This Python script processes USDA FoodData Central (FDC) nutrient data and generates a simple CSV file containing the available macronutrition facts for the foods.
- Extracts nutrition information from USDA FDC data sets
- Supports the Foundation and SR Legacy JSON files
- Determines macronutrient values from the available data (see note below)
- Outputs a CSV file with simplified nutrition facts for easy integration
IMPORTANT NOTE: Foods in these data sets may have missing or incomplete nutrient information. As a result, a macronutrient value of 0 is ambiguous. It may mean that particular nutrient isn't present in the food OR it is present, but that information isn't available in the data set.
Simply download usdafoods2csv.py
or clone the repository. The script requires Python 3.x with no additional dependencies.
wget https://raw.githubusercontent.com/grego118/usdafoods2csv/main/usdafoods2csv.py
git clone https://github.com/grego118/usdafoods2csv.git usdafoods2csv
cd usdafoods2csv
usage: usdafoods2csv.py [-h] [-o OUTPUT_FILE] [-a ALT_NAMES] input_file [input_file ...]
Processes USDA FDC data and outputs a CSV of simplified nutrition facts. Only Foundation and SR Legacy JSON data sets are supported.
positional arguments:
input_file USDA FDC JSON data set to process
options:
-h, --help show this help message and exit
-o OUTPUT_FILE, --output-file OUTPUT_FILE
output file for CSV data (default: stdout)

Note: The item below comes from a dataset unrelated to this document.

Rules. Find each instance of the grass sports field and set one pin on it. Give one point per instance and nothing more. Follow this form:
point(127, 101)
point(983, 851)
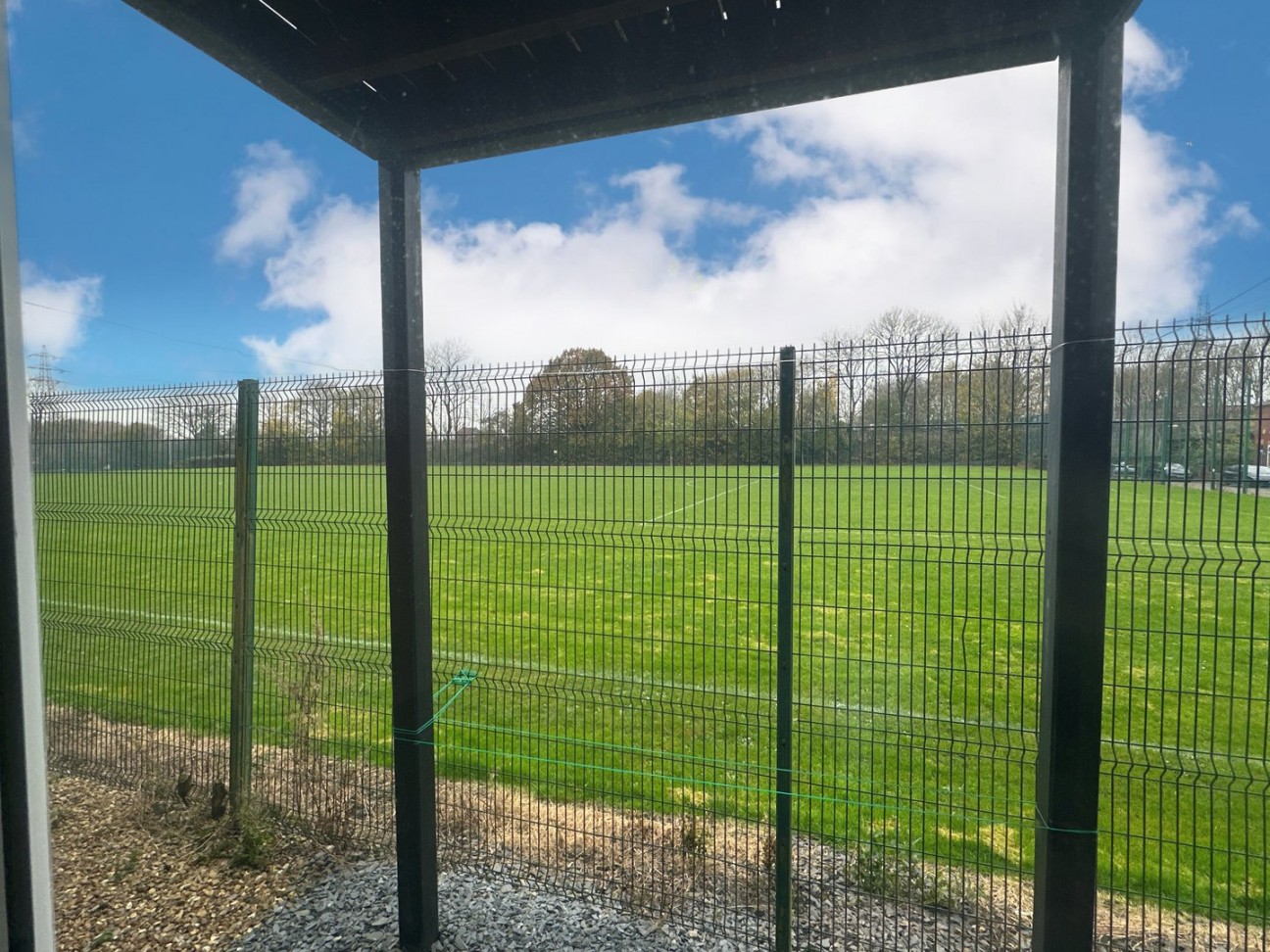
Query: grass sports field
point(621, 622)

-a ALT_NAMES, --alt-names ALT_NAMES
JSON file containing alternative food names
To process a data set and generate a CSV file:
python usdafoods2csv.py -o nutrition_data.csv path/to/fdc_data.json
This will create a nutrition_data.csv
file in the current directory. The most recent data sets may be downloaded from the FDC download page. At the time of writing, the USDA updates the Foundation data set twice per year.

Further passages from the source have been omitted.